Give me curiosity. Give me kindness. But keep adaptation on the shelf as at best an often necessary expedient.
My reply:
"The Jacob and Esau reading stops me in my tracks, not because it is surprising, but because it is obviously correct and I had never paused long enough to notice. The text does what you say it does. The editorial gloss blames the hungry man.
You are right and have the precise flaw in my argument, and I want to sit with it rather than defend around it. True, adaptability without a fixed moral object is not a virtue at all. It is a mechanism. 'Adaptable to what' is the question I should have asked inside the essay, not left for a reader to ask in the comments.
What I meant, and did not say clearly enough, was adaptability in method, not in standard. The person who changes how they work while refusing to change what they will tolerate. But I concede that distinction is easier to draw on paper than to hold in a life, especially when the pressure to conform arrives dressed as common sense, institutional loyalty, or survival.
Esau was famished. That is not a moral failure. That is a human condition being exploited by someone with the luxury of patience.

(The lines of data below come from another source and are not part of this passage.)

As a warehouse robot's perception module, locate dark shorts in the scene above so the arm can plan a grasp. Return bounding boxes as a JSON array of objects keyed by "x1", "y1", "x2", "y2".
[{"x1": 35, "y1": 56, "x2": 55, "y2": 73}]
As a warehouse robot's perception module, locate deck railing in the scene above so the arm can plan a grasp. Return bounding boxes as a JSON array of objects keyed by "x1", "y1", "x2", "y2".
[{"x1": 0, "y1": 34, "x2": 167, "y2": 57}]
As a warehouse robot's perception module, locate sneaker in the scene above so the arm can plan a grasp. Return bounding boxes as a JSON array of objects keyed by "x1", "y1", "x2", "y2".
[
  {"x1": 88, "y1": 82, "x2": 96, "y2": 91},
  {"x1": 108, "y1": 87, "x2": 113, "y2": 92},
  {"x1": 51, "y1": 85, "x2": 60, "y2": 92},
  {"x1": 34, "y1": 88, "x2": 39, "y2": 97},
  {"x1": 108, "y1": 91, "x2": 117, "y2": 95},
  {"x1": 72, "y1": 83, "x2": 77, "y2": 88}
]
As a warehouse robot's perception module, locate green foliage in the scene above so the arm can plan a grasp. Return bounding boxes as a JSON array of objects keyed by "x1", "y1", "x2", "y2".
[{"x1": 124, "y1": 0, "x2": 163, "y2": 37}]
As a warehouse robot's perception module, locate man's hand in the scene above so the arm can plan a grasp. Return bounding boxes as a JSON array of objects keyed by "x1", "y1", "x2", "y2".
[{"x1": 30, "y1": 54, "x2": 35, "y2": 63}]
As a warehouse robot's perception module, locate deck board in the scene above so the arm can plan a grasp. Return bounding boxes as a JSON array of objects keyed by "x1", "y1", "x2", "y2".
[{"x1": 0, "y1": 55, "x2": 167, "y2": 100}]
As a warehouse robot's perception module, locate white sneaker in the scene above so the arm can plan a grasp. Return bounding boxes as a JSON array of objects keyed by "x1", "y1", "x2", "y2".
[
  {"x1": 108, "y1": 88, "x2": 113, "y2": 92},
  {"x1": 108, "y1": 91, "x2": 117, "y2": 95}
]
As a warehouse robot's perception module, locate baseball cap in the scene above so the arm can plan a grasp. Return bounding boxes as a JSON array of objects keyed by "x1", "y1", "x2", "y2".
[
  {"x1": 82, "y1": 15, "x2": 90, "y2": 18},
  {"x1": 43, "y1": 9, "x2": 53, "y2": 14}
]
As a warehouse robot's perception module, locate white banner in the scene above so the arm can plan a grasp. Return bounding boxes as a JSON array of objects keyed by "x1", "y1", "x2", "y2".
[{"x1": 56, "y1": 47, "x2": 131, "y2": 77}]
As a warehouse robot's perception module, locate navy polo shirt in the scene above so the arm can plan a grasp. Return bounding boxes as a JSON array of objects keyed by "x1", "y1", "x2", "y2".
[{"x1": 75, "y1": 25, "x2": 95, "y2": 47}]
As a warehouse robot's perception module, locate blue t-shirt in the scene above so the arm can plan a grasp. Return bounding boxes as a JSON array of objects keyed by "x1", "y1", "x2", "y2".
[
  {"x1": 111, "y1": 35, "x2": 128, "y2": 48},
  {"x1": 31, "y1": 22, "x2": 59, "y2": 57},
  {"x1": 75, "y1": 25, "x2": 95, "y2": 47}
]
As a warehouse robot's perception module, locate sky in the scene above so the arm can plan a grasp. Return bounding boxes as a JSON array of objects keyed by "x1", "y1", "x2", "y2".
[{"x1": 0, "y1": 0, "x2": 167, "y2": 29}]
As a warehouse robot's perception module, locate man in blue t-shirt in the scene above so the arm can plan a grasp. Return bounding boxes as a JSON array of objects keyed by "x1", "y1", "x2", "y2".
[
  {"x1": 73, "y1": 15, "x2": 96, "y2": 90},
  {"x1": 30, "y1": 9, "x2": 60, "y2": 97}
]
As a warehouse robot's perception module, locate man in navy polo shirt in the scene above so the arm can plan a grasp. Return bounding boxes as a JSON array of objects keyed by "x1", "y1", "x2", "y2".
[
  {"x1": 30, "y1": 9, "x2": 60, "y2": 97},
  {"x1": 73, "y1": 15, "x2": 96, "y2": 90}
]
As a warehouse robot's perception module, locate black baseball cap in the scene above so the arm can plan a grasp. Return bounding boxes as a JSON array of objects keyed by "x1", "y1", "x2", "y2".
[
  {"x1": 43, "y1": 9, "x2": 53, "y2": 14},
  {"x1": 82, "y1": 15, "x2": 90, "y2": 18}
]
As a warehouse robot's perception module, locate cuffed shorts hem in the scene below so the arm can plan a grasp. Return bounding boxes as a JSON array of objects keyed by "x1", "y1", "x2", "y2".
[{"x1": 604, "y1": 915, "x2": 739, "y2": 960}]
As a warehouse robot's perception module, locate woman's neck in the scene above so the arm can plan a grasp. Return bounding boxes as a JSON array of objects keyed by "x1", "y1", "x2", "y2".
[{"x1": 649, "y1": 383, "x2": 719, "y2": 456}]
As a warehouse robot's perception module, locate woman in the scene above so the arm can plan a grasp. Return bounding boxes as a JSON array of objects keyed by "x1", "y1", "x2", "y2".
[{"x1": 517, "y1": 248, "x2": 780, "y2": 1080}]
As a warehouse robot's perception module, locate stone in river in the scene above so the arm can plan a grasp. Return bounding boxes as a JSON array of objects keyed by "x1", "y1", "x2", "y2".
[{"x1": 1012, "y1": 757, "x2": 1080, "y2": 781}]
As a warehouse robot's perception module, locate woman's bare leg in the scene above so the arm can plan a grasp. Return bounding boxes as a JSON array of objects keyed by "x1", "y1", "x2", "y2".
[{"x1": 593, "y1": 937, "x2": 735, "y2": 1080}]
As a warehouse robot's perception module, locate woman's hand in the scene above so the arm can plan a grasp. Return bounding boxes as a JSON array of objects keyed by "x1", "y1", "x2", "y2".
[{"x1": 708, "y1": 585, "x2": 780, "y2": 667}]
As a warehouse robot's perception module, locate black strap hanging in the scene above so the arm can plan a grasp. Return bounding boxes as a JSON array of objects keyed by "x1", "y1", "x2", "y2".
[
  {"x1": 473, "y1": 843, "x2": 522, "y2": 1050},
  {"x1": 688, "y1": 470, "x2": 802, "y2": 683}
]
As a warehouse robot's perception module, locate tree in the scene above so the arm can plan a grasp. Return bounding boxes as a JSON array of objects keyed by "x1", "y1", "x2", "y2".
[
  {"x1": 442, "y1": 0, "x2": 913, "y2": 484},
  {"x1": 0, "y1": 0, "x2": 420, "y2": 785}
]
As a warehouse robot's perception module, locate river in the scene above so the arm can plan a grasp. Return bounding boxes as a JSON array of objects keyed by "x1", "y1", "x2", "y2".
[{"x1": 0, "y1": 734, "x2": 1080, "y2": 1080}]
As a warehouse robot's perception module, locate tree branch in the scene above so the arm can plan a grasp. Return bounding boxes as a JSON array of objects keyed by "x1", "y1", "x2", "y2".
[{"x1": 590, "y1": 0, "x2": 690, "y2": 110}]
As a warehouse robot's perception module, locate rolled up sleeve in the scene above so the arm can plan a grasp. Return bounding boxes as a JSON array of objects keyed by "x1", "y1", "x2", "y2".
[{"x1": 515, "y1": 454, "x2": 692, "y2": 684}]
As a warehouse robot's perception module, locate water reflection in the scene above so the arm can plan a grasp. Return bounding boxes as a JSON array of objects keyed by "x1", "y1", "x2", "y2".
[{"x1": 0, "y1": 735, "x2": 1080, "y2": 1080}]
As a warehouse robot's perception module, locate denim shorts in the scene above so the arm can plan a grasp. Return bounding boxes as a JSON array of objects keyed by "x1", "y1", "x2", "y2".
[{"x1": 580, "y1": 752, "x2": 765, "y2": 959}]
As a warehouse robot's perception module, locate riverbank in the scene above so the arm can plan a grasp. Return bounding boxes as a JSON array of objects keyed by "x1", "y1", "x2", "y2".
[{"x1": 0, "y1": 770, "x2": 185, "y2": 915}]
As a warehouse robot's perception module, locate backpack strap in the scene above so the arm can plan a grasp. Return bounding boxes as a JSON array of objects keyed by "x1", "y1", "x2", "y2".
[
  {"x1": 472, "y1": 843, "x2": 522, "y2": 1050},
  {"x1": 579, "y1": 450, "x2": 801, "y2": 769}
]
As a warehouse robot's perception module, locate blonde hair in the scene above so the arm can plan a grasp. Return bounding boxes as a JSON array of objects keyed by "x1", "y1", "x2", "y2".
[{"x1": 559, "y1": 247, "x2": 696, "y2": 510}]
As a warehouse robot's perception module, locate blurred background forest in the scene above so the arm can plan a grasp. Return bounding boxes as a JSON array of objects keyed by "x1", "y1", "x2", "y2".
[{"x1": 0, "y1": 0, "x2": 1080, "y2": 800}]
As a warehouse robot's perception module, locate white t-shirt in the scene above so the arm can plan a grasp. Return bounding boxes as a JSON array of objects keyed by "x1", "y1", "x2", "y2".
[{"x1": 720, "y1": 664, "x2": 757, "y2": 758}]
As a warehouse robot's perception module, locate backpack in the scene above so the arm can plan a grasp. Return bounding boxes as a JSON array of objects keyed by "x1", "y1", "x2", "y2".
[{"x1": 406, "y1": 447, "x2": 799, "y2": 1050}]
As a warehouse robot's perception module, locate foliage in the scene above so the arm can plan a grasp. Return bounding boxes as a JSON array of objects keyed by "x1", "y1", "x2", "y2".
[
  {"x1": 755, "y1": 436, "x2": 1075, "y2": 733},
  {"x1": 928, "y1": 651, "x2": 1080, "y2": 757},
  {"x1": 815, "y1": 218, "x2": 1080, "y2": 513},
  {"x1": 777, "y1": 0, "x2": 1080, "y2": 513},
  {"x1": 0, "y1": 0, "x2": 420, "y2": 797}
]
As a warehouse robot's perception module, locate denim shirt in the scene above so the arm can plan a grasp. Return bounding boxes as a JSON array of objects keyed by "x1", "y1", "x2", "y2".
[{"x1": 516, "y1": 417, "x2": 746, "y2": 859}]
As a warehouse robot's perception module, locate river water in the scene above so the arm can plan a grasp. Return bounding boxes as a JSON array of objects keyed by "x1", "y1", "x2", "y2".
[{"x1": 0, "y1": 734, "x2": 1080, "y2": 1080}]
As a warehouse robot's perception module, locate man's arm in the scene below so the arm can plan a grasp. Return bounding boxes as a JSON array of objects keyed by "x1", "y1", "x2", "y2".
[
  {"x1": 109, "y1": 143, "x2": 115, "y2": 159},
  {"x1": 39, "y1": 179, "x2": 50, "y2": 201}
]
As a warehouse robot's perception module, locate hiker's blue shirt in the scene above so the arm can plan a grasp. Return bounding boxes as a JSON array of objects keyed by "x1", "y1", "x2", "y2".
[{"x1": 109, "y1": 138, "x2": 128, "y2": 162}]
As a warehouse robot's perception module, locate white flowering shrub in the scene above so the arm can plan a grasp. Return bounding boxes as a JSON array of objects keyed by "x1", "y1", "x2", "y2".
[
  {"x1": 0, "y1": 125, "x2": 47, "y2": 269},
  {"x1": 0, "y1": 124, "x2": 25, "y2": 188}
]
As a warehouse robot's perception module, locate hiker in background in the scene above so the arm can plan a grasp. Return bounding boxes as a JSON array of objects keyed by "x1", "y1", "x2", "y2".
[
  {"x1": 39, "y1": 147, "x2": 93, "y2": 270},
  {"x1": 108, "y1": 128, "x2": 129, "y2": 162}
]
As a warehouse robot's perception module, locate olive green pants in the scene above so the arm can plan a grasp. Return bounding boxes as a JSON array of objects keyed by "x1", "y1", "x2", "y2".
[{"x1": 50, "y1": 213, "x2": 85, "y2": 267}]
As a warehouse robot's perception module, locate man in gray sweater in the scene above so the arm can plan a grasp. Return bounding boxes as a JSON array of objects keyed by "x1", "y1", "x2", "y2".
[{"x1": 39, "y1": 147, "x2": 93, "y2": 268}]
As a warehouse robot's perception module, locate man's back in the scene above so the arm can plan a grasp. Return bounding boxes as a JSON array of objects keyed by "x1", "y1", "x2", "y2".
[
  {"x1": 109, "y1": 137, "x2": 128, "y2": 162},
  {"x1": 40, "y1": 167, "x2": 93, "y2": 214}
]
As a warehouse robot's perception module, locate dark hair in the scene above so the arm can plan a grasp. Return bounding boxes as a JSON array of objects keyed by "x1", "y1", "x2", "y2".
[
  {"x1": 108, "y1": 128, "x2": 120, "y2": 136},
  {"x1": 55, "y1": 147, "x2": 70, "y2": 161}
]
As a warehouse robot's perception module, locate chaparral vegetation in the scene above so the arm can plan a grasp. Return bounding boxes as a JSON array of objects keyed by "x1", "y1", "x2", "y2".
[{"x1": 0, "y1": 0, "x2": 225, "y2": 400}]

Thank you for sixty years of inadaptability on the things that mattered. The essay is better for your reading it.
Stay well"
Deep thoughts here. “the fatigue of permanent adjustment” well describes the constant feeling of driving a stick shift automobile on steeply sloping and curving terrain. It explains why automatic is restful and agency is surrendered to idle one’s attention energy. Your insights provide a template to study as to what standards need to be chosen.